Build the next thing next

May 9, 2021

One of the principals of modern programming and project practices is that small, continuous progress will more consistently produce better software than writing large swaths of functionality and then attempting to integrate into the fuller whole. In my experience, this is mostly true and I try to abide by it. However, I am still surprised at how quickly things come together and how much better the quality is when small iterations drive development.

You don’t need it all now

There’s a certain sense where we break software down into component parts. This is the user system. This is our data storage. Here is our networking layer. However, we don’t always break that down into more discrete layers sensibly.

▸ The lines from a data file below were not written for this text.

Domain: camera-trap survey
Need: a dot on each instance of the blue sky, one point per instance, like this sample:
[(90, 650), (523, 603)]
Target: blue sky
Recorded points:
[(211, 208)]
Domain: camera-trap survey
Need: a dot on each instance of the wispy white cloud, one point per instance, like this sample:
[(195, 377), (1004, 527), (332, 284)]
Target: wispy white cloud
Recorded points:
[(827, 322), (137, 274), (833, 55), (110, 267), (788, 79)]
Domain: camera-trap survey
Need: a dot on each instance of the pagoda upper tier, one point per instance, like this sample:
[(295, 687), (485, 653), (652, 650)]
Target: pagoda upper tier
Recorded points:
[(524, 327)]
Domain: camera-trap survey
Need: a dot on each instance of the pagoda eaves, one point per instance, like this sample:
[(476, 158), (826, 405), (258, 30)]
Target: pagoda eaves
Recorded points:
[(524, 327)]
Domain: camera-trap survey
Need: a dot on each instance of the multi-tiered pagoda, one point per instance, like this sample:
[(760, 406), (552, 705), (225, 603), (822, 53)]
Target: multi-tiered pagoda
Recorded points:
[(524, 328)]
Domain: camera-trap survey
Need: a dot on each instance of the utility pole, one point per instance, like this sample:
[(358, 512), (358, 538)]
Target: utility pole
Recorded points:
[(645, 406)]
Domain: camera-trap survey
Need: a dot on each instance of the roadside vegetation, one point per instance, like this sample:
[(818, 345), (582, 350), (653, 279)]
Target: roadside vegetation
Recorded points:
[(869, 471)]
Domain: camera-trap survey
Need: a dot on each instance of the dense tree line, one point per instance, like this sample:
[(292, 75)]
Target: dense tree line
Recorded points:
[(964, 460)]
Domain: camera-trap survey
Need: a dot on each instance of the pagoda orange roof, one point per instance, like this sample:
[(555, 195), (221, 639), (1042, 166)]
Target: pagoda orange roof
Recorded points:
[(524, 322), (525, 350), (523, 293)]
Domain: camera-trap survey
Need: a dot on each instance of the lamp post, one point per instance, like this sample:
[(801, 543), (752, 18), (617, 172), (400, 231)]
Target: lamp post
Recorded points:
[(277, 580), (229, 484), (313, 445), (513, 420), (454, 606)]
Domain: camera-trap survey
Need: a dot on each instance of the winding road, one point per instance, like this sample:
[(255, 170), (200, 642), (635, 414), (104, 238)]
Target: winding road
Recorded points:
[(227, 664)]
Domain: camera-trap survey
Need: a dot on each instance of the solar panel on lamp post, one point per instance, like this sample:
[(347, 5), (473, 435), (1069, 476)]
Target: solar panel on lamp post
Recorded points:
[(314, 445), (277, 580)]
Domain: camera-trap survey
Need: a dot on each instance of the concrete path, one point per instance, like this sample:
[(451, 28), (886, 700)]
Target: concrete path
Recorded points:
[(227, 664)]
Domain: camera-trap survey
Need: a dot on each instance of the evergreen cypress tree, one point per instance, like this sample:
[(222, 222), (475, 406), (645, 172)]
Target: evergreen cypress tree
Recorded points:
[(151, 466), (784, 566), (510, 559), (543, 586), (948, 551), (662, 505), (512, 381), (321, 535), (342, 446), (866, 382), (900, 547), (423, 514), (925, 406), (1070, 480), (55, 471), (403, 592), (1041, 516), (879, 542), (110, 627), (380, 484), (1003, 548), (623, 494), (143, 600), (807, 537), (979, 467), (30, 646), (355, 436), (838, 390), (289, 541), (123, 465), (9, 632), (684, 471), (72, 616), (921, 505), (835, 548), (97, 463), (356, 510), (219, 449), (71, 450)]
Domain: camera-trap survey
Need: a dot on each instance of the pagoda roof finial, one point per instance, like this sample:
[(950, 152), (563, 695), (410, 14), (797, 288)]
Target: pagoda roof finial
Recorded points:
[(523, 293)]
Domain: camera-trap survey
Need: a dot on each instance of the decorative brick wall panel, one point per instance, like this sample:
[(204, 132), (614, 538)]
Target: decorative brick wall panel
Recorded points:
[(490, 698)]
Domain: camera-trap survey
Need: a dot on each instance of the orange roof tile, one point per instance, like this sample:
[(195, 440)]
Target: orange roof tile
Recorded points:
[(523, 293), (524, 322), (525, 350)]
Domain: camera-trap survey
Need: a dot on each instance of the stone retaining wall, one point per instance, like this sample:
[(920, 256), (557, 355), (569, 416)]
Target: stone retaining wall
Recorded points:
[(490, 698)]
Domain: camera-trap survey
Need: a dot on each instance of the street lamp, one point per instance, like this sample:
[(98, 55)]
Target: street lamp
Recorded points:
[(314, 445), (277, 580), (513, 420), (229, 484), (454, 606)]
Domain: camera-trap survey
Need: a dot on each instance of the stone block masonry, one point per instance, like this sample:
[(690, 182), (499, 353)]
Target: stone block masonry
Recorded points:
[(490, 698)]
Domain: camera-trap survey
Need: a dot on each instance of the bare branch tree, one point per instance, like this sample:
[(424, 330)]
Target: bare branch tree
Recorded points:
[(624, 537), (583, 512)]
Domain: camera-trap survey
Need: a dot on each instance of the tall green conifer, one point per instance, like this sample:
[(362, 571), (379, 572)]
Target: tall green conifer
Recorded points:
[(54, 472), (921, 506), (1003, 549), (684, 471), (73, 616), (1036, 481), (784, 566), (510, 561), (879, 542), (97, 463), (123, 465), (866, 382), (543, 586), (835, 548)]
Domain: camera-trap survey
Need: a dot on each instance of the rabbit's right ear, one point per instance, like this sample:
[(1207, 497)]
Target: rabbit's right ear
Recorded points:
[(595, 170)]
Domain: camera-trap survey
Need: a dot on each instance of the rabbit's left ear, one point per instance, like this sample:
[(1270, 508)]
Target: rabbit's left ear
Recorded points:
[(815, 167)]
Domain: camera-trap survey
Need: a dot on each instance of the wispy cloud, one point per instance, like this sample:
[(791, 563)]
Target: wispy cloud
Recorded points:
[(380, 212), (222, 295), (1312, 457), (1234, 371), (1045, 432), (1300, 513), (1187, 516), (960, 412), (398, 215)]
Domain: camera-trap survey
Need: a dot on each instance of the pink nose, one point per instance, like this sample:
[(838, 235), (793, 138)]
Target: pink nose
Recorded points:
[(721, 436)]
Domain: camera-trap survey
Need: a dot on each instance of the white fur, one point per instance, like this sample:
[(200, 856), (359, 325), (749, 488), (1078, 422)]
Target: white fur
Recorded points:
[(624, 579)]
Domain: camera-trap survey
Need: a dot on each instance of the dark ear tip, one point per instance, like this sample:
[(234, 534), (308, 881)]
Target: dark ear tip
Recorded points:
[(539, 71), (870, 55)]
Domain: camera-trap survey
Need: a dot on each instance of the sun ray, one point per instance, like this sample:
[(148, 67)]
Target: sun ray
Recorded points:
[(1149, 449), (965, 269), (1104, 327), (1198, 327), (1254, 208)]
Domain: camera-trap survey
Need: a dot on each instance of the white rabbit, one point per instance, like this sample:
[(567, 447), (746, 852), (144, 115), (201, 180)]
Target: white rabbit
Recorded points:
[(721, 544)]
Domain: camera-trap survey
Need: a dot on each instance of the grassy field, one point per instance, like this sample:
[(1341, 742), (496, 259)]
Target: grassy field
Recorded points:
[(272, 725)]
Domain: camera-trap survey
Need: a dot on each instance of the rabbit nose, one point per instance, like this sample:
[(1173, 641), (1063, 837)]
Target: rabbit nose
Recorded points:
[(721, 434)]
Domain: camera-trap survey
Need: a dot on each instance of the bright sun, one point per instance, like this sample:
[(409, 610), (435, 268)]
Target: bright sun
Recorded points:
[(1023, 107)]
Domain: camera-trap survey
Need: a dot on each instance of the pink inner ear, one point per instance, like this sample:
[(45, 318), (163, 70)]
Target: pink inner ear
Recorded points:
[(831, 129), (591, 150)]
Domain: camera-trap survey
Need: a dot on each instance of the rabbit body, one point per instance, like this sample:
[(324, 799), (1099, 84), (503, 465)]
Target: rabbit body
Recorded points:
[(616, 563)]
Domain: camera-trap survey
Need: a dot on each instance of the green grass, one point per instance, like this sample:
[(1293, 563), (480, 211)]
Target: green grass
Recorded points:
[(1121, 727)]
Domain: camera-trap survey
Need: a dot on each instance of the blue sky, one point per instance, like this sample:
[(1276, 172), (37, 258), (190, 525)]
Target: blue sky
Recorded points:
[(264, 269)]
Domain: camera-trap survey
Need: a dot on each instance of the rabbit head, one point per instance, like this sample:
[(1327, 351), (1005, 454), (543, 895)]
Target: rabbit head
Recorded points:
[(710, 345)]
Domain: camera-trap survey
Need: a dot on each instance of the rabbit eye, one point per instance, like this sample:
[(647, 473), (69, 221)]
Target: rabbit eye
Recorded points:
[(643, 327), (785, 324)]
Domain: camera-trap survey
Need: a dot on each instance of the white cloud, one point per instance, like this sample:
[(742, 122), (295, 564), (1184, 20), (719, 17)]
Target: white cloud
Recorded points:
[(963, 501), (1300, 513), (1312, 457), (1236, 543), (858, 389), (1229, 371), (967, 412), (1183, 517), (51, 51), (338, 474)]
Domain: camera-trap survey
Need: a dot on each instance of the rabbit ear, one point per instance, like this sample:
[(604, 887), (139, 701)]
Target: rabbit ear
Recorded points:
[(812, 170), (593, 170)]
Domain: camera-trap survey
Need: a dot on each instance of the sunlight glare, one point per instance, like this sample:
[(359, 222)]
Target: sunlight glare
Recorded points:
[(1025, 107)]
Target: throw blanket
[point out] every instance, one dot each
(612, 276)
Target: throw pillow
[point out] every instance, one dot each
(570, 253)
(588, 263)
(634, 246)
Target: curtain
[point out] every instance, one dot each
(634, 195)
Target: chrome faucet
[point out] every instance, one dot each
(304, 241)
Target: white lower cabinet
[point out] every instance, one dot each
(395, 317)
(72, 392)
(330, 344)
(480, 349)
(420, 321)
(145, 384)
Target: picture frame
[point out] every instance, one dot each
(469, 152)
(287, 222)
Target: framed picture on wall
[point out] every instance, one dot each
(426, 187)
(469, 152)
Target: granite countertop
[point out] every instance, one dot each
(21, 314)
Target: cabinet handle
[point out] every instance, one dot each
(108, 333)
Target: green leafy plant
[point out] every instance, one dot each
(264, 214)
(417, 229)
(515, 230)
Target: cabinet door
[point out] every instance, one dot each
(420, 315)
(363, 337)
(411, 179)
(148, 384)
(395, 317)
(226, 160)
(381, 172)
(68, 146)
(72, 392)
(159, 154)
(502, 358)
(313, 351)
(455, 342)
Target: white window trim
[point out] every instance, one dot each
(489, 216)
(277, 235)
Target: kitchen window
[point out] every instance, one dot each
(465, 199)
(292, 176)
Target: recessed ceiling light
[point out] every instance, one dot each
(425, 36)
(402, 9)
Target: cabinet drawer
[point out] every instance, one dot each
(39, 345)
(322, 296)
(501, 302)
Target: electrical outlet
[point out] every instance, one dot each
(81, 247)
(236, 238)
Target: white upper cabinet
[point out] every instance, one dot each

Imagine working out the networking layer for a small middleware server. If we imagine how we’ll communicate with another service (in this case, let’s assume that we’re fetching data from a content microservice), we might just write up a ticket that says, “Fetch data from Content Server.”

That feels like a discrete task that can get done in a sprint. But somewhere, in the back of someone’s mind, there is a whole task list that’s invisible to everyone else.

Imagine that the content server has certain rate limits. Imagine that there’s a performance cost to fetching data. Imagine that the content is updated infrequently and the data could be readily cached. Imagine that the content server may be unreliable from time to time and you’ll need some fallback.

In this case, some senior engineer on the team may have an entire architecture developed based on these poorly documented requirements. That architecture will require a caching layer with sensible defaults, some fault tolerance algorithms such as the circuit breaker pattern, decisions based on when to re-query the content server on cache misses, and, perhaps, even some webhook that could cache data proactively to keep the caching layer in sync with the content data.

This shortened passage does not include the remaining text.